Re: [PATCH 01/31] cpumask: Documentation

Previous thread: [PATCH 03/31] cpumask: remove min from first_cpu/next_cpu by Mike Travis on Monday, September 29, 2008 - 11:02 am. (1 message)

Next thread: [PATCH 04/31] cpumask: move cpu_alloc to separate file by Mike Travis on Monday, September 29, 2008 - 11:02 am. (1 message)
From: Mike Travis
Date: Monday, September 29, 2008 - 11:02 am

Signed-of-by: Mike Travis <travis@sgi.com>
---
 cpumask.txt |   73 ++++++++++++++++++++++++++++++++++++++++++++++++++++++++++++
 1 file changed, 73 insertions(+)

--- /dev/null
+++ struct-cpumasks/cpumask.txt
@@ -0,0 +1,73 @@
+
+		CPUMASKS
+		--------
+
+	      [PRELIMINARY]
+
+Introduction
+
+Cpumask variables are used to represent (with a single bit) all the
+CPU's in a system.  With the prolific increase in the number of CPU's
+in a single system image (SSI), managing this large number of cpus has
+become an ordeal.  When the limit of CPU's in a system was small, the
+cpumask could fit within an integer.  Even with the increase to 128, a
+bit pattern was well within a managable size.  Now with systems available
+with 2048 cores, with hyperthreading, there are 4096 cpu threads.  And the
+number of cpus in an SSI is growing, 16,384 is right around the corner.
+Even desktop systems with only 2 or 4 sockets, a new generation of Intel
+processors that have 128 cores per socket will increase the count of CPU
+threads tremendously.
+
+Thus the handling of the cpumask that represents this 4096 limit needs
+512 bytes, putting pressure on the amount of stack space needed to
+accomodate temporary cpumask variables.
+
+The primary goal of the cpumasks API is to accomodate these large number
+of cpus without effecting the compactness of Linux for small, compact
+systems.
+
+
+The Changes
+
+Provide new cpumask interface API.  The relevant change is basically
+cpumask_t becomes an opaque object.  This should result in the minimum
+amount of modifications while still allowing the inline cpumask functions,
+and the ability to declare static cpumask objects.
+
+
+    /* raw declaration */
+    struct __cpumask_data_s { DECLARE_BITMAP(bits, NR_CPUS); };
+
+    /* cpumask_map_t used for declaring static cpumask maps */
+    typedef struct __cpumask_data_s cpumask_map_t[1];
+
+    /* cpumask_t used for function args and return pointers */
+    typedef struct __cpumask_data_s ...
From: Rusty Russell
Date: Tuesday, September 30, 2008 - 3:49 pm

Hi Mike,

    I have several problems with this patch series.  First, it's a flag day 
change, which means it isn't bisectable and can't go through linux-next.  
Secondly, we still can't hide the definition of the cpumask struct as long as 
they're passed as cpumask_t, so it's going to be hard to find assignments 
(illegal once we allocate nr_cpu_ids bits rather than NR_CPUS), and on-stack 
users.

    Finally, we end up with code which is slightly more opaque than the 
current code, with two new typedefs.  And that's an ongoing problem.

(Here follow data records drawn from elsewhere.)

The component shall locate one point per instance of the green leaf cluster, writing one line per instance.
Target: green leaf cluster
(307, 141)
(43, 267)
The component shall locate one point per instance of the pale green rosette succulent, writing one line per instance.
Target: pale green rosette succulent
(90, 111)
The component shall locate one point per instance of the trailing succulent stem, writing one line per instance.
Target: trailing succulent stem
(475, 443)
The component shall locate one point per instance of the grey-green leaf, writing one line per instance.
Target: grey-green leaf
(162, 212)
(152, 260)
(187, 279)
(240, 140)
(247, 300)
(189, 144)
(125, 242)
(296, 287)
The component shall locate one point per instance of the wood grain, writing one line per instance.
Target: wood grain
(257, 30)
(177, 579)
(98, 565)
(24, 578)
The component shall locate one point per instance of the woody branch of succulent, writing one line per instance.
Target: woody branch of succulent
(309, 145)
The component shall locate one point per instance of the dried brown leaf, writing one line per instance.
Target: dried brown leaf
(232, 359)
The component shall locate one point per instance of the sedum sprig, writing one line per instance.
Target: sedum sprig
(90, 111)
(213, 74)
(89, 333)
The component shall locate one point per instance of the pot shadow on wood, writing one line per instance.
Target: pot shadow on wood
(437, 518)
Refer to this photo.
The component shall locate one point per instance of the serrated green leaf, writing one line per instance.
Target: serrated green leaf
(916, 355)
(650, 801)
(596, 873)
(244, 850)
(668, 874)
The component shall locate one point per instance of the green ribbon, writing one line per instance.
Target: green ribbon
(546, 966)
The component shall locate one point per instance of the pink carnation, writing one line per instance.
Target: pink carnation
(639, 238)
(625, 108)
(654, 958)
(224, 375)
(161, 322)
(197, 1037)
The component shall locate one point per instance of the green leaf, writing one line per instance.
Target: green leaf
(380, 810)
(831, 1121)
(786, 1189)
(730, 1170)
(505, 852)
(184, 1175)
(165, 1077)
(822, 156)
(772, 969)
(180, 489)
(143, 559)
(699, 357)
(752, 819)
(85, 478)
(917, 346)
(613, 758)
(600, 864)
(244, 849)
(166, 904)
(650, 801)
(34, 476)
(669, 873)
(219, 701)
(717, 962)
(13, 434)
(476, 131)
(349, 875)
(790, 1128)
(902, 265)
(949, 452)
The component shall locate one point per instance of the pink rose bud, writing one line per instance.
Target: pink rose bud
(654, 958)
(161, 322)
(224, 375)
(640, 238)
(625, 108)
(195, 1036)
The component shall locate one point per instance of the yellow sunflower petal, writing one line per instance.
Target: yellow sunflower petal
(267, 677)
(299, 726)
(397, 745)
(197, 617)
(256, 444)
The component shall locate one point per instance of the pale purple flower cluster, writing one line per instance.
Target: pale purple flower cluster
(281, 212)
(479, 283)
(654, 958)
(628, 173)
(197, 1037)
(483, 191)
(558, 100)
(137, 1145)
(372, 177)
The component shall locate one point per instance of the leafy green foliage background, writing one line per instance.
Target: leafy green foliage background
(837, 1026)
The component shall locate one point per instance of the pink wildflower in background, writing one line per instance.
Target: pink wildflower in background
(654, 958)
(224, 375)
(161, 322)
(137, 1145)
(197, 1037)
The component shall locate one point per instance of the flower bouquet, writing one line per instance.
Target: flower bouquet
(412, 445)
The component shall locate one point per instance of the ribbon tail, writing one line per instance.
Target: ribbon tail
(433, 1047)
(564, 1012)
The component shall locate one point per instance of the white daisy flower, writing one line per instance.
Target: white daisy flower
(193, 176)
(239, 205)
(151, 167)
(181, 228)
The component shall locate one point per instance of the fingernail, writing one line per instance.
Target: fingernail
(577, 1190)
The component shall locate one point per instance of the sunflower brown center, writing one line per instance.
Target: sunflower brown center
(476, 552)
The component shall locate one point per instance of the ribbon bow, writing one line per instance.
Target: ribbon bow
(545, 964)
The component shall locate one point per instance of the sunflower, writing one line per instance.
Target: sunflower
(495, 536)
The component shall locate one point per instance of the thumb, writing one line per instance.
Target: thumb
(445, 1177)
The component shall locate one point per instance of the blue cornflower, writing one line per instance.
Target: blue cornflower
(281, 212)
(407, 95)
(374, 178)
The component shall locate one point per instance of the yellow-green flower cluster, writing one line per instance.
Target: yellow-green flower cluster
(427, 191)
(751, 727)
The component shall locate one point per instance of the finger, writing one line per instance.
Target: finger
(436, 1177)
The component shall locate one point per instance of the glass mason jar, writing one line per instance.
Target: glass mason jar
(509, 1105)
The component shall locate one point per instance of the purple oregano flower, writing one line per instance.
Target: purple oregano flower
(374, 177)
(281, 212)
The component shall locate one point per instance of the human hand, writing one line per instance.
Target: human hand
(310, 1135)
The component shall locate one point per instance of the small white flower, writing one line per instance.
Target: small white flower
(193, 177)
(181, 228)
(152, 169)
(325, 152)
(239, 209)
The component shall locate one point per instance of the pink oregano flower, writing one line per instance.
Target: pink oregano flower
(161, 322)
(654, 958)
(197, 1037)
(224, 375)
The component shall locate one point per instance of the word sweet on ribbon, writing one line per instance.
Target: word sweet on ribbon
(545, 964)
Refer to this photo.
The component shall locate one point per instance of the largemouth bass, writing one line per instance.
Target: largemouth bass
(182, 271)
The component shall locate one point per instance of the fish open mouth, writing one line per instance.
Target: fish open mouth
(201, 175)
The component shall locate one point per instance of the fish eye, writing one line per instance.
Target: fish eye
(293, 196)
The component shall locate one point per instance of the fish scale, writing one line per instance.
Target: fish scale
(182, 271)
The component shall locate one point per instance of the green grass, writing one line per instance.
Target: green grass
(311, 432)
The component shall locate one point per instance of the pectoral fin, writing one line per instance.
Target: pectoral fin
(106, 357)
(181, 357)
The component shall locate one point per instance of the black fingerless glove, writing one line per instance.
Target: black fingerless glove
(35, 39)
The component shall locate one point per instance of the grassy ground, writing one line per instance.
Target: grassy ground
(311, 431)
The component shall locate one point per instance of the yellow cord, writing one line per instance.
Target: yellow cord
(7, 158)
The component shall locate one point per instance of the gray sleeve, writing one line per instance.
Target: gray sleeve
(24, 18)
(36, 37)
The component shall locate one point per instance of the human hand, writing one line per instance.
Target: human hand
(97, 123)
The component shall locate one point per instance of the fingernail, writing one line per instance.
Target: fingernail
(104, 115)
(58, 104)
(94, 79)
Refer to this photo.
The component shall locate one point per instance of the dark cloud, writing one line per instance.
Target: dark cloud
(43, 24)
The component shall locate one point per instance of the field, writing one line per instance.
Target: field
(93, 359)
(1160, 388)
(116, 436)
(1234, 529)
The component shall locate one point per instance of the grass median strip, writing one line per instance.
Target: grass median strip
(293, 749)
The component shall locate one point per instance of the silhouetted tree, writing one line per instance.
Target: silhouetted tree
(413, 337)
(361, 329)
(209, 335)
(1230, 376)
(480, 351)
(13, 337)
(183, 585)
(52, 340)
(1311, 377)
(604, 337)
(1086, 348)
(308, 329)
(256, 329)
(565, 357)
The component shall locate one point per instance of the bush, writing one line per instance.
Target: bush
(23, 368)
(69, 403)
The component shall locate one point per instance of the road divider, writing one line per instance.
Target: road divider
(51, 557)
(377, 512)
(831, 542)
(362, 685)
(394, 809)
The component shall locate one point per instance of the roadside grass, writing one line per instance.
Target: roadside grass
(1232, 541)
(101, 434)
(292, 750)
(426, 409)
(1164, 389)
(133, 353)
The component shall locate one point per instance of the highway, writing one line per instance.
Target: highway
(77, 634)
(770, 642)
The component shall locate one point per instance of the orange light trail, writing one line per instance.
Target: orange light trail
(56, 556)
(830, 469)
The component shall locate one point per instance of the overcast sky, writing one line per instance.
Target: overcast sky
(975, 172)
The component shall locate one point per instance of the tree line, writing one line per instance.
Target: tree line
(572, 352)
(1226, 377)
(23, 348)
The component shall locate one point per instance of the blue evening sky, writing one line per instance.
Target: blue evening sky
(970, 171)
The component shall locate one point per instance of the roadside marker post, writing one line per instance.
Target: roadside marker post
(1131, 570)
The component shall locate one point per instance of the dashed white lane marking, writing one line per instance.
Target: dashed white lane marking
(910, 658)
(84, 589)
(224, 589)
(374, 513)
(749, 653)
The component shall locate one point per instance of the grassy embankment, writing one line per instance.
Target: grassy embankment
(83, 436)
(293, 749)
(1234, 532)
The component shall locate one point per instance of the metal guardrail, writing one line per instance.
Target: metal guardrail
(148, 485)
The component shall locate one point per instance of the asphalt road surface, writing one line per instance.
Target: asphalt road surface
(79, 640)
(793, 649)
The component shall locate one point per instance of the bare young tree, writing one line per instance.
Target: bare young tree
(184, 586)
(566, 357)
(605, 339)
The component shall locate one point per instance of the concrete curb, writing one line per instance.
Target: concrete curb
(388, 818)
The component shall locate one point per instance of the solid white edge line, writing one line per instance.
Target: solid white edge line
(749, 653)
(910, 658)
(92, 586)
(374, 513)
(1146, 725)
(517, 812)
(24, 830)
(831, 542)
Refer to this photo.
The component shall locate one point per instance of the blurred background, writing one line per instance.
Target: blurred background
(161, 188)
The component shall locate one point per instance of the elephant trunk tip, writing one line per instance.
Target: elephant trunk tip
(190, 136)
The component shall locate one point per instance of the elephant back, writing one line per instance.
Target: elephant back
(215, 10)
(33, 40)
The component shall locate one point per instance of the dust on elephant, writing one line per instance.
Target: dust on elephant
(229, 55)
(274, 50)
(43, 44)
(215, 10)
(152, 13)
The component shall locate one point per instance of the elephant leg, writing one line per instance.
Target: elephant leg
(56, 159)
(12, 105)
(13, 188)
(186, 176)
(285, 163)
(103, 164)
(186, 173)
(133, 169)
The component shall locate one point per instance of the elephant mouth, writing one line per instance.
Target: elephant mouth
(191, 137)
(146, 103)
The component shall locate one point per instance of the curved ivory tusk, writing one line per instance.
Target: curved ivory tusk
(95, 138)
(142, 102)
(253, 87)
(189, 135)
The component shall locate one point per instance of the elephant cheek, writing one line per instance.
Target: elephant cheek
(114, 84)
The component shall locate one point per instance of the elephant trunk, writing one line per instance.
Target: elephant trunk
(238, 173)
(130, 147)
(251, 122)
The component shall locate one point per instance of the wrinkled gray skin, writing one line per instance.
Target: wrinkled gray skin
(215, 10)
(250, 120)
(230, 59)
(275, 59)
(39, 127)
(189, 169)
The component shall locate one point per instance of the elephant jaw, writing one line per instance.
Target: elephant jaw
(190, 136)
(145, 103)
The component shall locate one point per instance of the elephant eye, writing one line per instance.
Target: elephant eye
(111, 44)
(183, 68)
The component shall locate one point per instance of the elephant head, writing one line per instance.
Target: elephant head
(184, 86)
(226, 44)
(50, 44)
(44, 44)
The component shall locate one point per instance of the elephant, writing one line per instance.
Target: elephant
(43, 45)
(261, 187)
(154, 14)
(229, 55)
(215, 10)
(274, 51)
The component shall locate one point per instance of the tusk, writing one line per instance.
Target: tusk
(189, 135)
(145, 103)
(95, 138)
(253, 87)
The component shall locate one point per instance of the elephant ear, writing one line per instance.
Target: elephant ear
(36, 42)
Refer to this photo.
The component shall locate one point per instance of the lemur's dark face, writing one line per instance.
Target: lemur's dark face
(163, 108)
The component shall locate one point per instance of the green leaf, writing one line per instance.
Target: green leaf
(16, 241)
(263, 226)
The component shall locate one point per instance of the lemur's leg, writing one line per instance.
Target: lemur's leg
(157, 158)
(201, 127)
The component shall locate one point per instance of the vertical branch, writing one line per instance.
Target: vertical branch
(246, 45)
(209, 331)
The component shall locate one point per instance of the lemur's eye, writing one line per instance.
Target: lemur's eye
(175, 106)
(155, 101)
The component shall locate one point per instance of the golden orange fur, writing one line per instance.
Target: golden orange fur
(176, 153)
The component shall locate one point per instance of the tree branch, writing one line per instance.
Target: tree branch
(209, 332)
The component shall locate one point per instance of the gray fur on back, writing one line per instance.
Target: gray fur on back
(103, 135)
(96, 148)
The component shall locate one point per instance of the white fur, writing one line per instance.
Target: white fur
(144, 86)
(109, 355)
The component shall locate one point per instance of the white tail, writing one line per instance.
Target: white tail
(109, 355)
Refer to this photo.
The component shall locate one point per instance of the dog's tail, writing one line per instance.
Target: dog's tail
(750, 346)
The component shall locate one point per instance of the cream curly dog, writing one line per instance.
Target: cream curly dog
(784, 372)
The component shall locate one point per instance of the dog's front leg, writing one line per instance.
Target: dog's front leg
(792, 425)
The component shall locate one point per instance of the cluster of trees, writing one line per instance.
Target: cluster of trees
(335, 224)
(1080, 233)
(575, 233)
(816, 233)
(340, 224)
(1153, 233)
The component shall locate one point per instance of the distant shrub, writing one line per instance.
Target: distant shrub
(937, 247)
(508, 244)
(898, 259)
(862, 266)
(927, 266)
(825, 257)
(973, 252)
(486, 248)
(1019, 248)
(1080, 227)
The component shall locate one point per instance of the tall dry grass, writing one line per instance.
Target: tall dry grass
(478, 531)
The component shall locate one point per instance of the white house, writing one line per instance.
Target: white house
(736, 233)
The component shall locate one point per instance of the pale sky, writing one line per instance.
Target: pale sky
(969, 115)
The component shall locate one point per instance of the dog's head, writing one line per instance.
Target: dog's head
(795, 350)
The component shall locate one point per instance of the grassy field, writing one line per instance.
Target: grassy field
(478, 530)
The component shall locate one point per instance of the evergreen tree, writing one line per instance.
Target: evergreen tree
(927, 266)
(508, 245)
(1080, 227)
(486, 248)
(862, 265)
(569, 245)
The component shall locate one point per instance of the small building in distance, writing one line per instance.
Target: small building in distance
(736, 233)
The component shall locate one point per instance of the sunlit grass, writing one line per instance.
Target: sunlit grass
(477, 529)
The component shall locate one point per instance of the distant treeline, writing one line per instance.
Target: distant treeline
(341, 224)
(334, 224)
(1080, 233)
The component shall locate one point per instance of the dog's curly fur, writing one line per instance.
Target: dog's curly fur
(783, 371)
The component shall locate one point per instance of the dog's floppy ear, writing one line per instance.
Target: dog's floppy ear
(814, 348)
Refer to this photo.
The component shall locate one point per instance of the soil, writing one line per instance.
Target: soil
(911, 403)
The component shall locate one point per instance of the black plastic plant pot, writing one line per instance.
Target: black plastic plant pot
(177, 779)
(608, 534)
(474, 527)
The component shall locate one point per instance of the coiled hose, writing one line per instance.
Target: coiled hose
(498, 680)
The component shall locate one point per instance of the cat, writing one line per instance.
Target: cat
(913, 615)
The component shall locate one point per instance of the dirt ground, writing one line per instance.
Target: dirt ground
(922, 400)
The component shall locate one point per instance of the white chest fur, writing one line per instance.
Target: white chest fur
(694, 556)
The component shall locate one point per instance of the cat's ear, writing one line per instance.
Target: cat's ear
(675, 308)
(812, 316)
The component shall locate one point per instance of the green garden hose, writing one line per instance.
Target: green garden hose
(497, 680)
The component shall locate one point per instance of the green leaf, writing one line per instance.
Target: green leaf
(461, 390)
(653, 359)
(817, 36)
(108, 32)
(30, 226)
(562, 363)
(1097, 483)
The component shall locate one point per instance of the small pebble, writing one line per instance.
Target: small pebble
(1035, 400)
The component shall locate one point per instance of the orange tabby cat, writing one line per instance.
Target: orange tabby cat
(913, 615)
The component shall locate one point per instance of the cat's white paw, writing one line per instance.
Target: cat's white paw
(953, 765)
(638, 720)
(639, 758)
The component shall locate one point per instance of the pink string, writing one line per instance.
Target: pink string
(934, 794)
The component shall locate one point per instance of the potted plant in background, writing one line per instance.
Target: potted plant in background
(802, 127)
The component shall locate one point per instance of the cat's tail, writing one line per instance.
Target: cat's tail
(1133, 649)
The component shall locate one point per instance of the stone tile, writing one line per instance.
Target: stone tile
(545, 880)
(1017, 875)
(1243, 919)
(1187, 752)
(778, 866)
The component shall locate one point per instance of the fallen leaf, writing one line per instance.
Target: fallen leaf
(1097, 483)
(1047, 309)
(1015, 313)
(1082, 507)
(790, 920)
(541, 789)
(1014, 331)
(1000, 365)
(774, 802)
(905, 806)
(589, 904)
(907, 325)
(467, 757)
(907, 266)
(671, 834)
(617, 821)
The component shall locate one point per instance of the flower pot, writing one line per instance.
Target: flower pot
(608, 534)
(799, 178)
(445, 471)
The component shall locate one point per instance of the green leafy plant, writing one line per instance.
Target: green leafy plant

    I took a slightly divergent line with my patch series, and introduced a 
parallel cpumask system which always passes and returns masks by pointer:

	cpumask_t -> struct cpumask
	on-stack cpumask_t -> cpumask_var_t (same as your patch)
	cpus_and(dst, src1, src2) etc -> cpumask_and(&dst, &src1, &src2)
	cpumask_t cpumask_of_cpu(cpu) -> const struct cpumask *cpumask_of(cpu)
	cpumask_t cpu_online_map etc -> const struct cpumask *cpu_online_mask etc.

The old ops are expressed in terms of the new ops, and can be phased out over 
time.

In addition, I added some new twists:

	static cpumasks and cpumasks in structures
		-> DECLARE_BITMAP(foo, NR_CPUS) and to_cpumask()

This means we can eventually obscure the actual definition of struct cpumask, 
to catch abuse.

	cpus_and(tmp, mask, online_mask); for_each_cpu(i, tmp)
		-> for_each_cpu_both(i, mask, online_mask)

This helper saves numerous on-stack temporaries.

	NR_CPUS -> CONFIG_NR_CPUS

The config option is now valid for UP as well.  This cleanup allows us to 
audit users of NR_CPUS (which might be used incorrectly now cpumask_ 
iterators only go to nr_cpu_ids).

The patches are fairly uninteresting, but here is the summary:

x86: remove noop cpus_and() with CPU_MASK_ALL.
x86: clean up speedctep-centrino and reduce cpumask_t usage
cpumask: remove min from first_cpu/next_cpu
cpumask: introduce struct cpumask.
cpumask: change cpumask_scnprintf, cpumask_parse_user, ...
From: Ingo Molnar
Date: Wednesday, October 1, 2008 - 2:13 am

that looks very sane to me.


IMHO, an infrastructure change of this magnitude should absolutely be 
done via the Git space. This needs a ton of testing and needs bisection, 
a real Git track record, etc.

	Ingo
--

From: Rusty Russell
Date: Wednesday, October 1, 2008 - 5:36 pm

Thanks, it's reasonably nice.  The task of hitting all those cpumask_t users 

Not yet.  Committing untested patches into git is the enemy of bisection; if 
one of my patches breaks an architecture, they lose the ability to bisect 
until its fixed.  If it's a series of patches, we can go back and fix it.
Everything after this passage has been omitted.